After several decades in the doldrums, AI is experiencing quite a renaissance. In recent years, amazing progress has been made using so-called deep learning, training algorithms with large amounts of data so that they can recognize subtle patterns. Such approaches have enabled computers to recognize faces in an image or the text of speech, often with eerily human accuracy.
It’s becoming clear, however, that fundamentally new approaches will be needed if machines are to go demonstrate more meaningful intelligence. One technique, being applied by a Silicon Valley startup called MetaMind, shows how adding novel memory capabilities to deep learning can produce impressive results when it comes to answering questions about the content of images.
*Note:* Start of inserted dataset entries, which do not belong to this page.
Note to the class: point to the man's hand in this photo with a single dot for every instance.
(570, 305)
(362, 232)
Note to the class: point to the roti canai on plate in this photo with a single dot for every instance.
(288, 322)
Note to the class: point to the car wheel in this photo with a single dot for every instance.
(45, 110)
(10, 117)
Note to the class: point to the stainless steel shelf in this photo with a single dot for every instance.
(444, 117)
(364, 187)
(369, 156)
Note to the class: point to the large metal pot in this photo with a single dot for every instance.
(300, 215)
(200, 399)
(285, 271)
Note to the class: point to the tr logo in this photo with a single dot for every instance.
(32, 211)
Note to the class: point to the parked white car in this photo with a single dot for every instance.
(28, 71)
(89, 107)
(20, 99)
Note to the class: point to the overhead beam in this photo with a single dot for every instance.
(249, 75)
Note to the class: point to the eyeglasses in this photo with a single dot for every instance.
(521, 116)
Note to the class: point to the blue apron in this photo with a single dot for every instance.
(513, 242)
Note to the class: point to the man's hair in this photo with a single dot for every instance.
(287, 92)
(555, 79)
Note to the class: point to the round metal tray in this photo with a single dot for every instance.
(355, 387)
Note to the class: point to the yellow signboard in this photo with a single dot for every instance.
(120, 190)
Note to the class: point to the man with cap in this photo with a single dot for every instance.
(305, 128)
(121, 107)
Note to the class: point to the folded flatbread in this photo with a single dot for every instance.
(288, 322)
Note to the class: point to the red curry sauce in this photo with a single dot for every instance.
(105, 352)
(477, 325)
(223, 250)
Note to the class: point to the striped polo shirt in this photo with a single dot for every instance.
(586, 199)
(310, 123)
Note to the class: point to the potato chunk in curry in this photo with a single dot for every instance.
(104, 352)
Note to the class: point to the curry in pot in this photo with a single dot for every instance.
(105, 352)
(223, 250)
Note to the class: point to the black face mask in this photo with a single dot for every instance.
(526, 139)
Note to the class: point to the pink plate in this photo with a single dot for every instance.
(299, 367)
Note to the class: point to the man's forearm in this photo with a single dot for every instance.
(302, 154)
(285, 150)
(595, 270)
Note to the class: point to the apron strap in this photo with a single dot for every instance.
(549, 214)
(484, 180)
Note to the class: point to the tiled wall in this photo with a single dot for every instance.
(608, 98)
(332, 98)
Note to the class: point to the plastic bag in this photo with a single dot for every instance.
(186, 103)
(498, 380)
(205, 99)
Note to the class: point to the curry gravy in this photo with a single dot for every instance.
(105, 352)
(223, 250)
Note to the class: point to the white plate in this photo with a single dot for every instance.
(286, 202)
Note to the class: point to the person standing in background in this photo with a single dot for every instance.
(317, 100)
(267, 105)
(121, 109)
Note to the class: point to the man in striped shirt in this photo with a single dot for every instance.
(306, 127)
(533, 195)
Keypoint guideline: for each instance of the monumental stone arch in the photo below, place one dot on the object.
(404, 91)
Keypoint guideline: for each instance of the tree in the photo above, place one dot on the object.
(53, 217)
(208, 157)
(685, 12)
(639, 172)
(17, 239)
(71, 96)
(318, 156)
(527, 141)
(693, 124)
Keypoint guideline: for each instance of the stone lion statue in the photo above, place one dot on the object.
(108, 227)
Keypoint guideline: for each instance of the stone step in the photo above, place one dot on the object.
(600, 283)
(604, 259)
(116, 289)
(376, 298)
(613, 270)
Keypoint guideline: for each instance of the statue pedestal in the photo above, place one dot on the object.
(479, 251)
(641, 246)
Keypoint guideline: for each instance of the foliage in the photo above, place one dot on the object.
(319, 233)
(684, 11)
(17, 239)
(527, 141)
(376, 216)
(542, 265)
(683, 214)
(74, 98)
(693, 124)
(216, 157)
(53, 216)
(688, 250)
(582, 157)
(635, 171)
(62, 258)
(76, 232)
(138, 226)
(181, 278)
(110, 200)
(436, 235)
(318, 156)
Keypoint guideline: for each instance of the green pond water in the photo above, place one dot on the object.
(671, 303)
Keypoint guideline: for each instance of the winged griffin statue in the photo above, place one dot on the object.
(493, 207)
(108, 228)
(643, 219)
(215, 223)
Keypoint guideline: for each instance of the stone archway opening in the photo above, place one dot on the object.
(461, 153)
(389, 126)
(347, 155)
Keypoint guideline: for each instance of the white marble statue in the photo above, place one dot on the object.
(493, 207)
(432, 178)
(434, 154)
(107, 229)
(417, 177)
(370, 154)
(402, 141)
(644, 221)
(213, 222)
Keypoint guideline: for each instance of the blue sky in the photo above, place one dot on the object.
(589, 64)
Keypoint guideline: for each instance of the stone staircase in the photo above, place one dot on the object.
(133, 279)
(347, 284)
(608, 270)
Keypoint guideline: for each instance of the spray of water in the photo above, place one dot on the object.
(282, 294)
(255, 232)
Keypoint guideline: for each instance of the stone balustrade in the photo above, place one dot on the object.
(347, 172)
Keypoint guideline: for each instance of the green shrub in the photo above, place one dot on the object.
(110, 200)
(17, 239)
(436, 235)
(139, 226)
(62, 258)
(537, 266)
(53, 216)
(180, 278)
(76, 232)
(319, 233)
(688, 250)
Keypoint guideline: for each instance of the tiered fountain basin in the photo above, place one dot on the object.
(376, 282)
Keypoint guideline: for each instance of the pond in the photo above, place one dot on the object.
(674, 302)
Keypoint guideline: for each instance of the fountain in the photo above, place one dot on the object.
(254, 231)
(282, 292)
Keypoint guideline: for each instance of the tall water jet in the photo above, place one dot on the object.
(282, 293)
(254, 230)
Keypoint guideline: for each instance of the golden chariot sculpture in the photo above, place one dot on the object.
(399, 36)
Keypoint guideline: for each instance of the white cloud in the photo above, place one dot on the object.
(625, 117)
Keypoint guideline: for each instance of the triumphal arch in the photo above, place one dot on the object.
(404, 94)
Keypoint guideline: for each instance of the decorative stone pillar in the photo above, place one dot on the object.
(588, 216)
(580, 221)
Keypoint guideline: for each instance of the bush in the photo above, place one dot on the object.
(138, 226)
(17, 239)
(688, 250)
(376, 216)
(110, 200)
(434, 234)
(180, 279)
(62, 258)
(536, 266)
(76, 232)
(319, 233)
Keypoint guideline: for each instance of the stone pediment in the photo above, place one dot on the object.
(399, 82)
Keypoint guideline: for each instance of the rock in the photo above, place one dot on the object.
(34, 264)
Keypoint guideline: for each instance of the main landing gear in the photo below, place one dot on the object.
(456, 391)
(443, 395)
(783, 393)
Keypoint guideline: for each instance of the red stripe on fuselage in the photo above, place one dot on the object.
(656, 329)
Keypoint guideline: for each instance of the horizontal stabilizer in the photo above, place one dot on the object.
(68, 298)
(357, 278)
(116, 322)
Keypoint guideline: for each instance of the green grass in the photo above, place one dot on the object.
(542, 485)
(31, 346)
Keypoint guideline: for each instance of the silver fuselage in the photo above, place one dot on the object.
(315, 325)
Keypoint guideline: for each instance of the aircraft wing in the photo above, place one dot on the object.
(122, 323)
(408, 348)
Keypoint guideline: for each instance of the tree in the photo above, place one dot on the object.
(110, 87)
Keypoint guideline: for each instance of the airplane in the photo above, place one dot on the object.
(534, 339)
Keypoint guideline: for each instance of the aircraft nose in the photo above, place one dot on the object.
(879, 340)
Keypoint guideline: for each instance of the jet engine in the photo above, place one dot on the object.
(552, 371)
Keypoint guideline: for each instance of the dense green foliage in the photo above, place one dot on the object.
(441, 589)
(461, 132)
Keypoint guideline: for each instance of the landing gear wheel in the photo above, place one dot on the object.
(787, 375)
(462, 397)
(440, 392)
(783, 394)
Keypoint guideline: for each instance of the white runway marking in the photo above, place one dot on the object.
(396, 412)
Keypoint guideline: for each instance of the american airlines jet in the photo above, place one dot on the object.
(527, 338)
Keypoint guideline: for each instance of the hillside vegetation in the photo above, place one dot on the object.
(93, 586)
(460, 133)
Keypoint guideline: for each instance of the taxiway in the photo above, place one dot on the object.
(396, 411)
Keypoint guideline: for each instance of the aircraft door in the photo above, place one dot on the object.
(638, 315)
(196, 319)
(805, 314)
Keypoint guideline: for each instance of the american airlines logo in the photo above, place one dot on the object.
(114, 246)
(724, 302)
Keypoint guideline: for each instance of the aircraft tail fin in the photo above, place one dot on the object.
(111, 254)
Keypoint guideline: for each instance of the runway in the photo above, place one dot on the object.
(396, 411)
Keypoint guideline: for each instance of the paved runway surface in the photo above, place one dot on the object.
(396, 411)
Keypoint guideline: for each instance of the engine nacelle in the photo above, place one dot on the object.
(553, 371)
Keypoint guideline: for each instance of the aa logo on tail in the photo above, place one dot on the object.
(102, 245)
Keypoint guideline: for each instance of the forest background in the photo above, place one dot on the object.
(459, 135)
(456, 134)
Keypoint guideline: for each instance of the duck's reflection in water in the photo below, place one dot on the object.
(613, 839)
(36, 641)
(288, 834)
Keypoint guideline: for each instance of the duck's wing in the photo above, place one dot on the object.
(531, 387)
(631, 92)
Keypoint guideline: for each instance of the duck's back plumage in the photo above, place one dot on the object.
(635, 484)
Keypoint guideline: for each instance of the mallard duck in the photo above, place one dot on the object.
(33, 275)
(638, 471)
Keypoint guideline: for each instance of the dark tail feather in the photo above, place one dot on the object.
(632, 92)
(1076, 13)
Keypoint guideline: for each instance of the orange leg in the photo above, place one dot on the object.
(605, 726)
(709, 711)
The company was founded by Richard Socher, a machine-learning expert who left an academic post at Stanford to found the company.
Socher’s creation uses what it calls a dynamic memory network (DMN) to enable computers to infer useful things from various inputs. These let a deep-learning system store and update facts as it parses more information. Previously the company showed how its system can feed on different sentences and figure out how to answer some fairly sophisticated questions that require inference. This ability has now been applied to answering questions about the contents of images.
As a piece on MetaMind in the New York Times explains, the results are quite basic, and nothing like as sophisticated as a human’s ability to understand what’s going on in images. But the technology shows how new approaches, especially ones that take inspiration from the way memory seems to work in biological brains, may hold the key to the next big step forward in AI.